Ong quickly examined the patient and wrote up her notes. Maybe this woman was going to be one of those patients who come to the hospital and get better, and no one ever figures out what made her sick in the first place. The pressure to get patients out of the hospital rapidly can focus medical attention on treatment rather than diagnosis. As a result, unusual illnesses can pass through unrecognized and uninvestigated.
The next morning Ong presented the case to the team at the patient’s bedside. Tentatively, she brought up the patient’s brief exposure to quinine. Could such a small quantity of quinine cause all this?
Dr. Stephen Holt, the resident in charge of the team, was intrigued. Like Ong, he had a vague memory that quinine was capable of causing all kinds of unusual side effects. After rounds he found a computer and looked up the unusual medication. Bingo.
3. Resolution
Since 1865 there have been occasional reports of serious allergic reactions to quinine. Patients — most of them women — taking quinine for leg cramps would suddenly develop fever, hypotension and blood abnormalities. Even a small dose could set off this devastating reaction. Over the past 30 years quinine has been linked to more than 200 deaths. In fact, in December 2006, not long after this patient was given this medication, the Food and Drug Administration banned the sale of quinine for leg cramps, restricting its use to the drug’s original purpose — the prevention and treatment of malaria.
It all fit perfectly — except for one tiny detail. For any allergic reaction to occur, there has to be a previous exposure to the medication. This woman said this was the first time she’d ever taken this drug. How could she develop an allergy if she’d never been exposed to it before?

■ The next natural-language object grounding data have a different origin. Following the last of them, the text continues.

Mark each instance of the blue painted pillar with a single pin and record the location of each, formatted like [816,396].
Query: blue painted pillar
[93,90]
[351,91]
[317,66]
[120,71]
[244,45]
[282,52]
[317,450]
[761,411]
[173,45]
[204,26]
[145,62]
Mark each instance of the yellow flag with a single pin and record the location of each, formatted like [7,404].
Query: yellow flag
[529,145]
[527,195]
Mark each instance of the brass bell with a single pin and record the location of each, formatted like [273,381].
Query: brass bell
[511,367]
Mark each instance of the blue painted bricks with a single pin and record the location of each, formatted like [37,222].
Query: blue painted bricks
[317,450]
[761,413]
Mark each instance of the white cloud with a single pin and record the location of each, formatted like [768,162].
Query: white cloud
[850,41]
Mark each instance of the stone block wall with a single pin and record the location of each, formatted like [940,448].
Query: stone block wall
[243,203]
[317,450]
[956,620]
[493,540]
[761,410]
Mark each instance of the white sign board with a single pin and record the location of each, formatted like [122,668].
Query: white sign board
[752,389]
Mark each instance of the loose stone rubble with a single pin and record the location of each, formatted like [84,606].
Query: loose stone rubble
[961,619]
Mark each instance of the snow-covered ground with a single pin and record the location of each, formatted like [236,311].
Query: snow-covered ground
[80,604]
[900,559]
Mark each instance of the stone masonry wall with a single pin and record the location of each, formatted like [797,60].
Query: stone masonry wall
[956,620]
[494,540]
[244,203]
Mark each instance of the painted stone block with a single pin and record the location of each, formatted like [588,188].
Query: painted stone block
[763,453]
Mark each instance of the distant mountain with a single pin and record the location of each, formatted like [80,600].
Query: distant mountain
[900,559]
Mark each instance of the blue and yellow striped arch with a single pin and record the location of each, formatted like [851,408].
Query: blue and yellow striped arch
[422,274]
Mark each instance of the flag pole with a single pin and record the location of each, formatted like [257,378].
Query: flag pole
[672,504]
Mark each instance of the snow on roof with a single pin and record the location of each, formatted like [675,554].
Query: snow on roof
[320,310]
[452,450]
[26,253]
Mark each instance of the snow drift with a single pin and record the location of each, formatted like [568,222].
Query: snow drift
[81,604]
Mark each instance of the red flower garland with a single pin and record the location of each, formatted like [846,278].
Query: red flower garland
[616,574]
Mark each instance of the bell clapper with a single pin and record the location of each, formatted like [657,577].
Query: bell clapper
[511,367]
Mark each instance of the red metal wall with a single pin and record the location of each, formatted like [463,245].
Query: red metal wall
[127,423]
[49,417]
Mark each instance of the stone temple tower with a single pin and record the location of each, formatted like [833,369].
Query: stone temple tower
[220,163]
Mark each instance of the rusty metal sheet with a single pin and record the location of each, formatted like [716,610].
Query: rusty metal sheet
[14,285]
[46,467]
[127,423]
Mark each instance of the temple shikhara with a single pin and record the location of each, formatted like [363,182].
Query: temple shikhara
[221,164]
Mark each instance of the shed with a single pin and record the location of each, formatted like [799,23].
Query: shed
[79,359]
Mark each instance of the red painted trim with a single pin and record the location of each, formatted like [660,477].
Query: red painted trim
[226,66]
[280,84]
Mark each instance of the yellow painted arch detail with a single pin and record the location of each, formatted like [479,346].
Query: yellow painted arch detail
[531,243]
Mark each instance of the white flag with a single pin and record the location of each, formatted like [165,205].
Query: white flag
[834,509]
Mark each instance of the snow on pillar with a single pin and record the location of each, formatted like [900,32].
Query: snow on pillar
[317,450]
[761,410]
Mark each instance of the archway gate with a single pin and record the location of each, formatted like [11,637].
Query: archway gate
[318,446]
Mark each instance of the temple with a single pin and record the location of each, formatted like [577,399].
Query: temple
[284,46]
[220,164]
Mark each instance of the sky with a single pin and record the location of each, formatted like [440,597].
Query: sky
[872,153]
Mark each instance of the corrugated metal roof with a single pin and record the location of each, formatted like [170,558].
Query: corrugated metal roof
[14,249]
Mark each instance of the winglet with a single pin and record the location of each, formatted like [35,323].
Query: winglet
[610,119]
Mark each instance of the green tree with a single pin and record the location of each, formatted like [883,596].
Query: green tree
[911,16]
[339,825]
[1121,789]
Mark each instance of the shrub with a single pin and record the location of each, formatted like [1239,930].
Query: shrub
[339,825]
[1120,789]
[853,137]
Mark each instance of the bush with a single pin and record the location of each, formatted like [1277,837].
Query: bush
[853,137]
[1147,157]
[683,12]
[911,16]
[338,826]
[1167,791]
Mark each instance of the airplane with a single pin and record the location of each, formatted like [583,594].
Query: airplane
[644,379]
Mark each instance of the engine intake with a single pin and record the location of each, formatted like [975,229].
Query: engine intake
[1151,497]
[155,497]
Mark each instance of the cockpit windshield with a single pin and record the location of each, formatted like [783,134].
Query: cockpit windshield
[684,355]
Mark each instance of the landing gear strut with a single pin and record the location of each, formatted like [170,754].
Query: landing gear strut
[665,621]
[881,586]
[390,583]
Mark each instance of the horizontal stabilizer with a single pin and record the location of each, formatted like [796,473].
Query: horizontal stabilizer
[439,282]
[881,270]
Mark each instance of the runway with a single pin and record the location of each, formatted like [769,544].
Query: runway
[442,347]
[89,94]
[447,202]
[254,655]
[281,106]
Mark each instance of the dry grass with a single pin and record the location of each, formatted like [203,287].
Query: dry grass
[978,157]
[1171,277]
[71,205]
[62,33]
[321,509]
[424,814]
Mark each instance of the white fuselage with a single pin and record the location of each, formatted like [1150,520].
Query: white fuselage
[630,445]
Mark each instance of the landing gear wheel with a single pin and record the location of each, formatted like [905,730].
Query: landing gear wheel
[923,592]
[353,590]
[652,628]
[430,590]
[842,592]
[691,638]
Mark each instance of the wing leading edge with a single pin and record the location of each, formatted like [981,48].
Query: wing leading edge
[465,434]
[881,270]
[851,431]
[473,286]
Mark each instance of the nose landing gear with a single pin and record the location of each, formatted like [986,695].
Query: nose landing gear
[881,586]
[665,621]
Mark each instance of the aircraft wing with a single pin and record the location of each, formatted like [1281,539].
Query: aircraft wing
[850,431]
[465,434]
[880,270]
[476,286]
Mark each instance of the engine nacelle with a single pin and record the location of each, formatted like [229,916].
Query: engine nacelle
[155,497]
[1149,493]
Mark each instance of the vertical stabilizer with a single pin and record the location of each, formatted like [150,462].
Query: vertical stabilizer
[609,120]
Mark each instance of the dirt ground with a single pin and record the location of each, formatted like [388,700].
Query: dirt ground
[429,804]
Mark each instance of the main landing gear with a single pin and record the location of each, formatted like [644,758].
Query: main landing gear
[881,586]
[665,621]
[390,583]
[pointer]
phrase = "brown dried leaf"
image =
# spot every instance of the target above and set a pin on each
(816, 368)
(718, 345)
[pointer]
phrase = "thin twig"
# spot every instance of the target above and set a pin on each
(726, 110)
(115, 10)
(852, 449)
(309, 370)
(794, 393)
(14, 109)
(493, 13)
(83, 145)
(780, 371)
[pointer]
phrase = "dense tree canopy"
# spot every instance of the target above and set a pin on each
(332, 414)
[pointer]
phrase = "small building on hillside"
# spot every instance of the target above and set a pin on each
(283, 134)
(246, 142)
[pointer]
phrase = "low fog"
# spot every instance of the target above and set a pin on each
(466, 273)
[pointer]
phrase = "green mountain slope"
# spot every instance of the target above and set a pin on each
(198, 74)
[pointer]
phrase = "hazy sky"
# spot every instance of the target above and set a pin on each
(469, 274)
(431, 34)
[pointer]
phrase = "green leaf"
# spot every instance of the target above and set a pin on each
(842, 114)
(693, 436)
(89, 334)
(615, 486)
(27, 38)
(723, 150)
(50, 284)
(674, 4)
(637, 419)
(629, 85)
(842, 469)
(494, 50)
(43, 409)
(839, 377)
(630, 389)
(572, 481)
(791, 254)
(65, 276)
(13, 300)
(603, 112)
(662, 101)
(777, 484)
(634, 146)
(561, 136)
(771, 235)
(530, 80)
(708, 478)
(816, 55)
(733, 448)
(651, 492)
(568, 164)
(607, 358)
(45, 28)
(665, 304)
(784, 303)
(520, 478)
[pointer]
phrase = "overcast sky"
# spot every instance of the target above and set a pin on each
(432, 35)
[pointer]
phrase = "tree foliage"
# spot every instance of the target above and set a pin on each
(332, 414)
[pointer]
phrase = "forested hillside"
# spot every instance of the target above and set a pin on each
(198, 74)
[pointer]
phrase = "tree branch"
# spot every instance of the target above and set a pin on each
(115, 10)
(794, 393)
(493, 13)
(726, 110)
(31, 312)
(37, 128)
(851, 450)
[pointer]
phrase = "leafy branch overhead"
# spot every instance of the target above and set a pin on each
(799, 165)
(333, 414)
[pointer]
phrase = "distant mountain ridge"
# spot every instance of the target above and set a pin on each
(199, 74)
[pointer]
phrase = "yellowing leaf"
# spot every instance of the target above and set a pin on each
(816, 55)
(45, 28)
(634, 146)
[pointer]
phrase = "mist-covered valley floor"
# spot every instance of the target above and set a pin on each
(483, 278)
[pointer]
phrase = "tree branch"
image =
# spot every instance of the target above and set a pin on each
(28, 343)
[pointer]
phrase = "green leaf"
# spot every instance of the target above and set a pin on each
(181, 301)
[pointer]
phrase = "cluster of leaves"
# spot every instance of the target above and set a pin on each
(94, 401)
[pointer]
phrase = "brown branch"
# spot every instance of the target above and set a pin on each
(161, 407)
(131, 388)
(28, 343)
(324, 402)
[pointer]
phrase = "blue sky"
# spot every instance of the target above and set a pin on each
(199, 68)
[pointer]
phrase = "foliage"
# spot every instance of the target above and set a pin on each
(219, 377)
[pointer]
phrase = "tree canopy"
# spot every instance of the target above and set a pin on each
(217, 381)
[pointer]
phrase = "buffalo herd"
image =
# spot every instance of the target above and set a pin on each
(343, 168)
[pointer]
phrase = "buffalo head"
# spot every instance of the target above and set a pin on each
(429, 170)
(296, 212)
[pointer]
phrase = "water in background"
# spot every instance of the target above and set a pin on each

Holt continued to read up on quinine. It was derived from the bark of the cinchona tree. The powder — astonishingly bitter in taste — was used by the Incas to treat the fevers of malaria. From South America, the drug made its way east to India, where soldiers in the British Army drank a dose of the bitter powder dissolved in carbonated water every day in order to ward off malaria. Eventually the mixture was combined with gin for the quintessential colonial beverage, the gin and tonic. Could this be how this patient had been unknowingly exposed to quinine?
Holt hurried back to talk with the patient. Did she drink gin and tonics? No, she was a Scotch drinker. Had been for years. He tried again; had she ever tried them — even once? Well, sure. She had tonic water before. She didn’t much care for it. She’d stick with Scotch.
Finally Holt could put together a story that made sense. The patient had probably developed an allergy from the small amount of quinine contained in tonic water. Maybe that’s why she didn’t care for it. He found a lab that could test her blood for evidence of such a reaction. And in fact, she was allergic.
Sir William Osler, the father of modern medicine, taught his students that the patient’s story will often contain the key to making a diagnosis. It was important advice at the turn of the 20th century, when few diagnostic tools were available. And it is still true, as research shows. Even now, 75 percent of diagnoses are based on the patient’s story alone. “Listen carefully to the patient,” Osler exhorted. “They will tell you the diagnosis.” You just have to pay attention.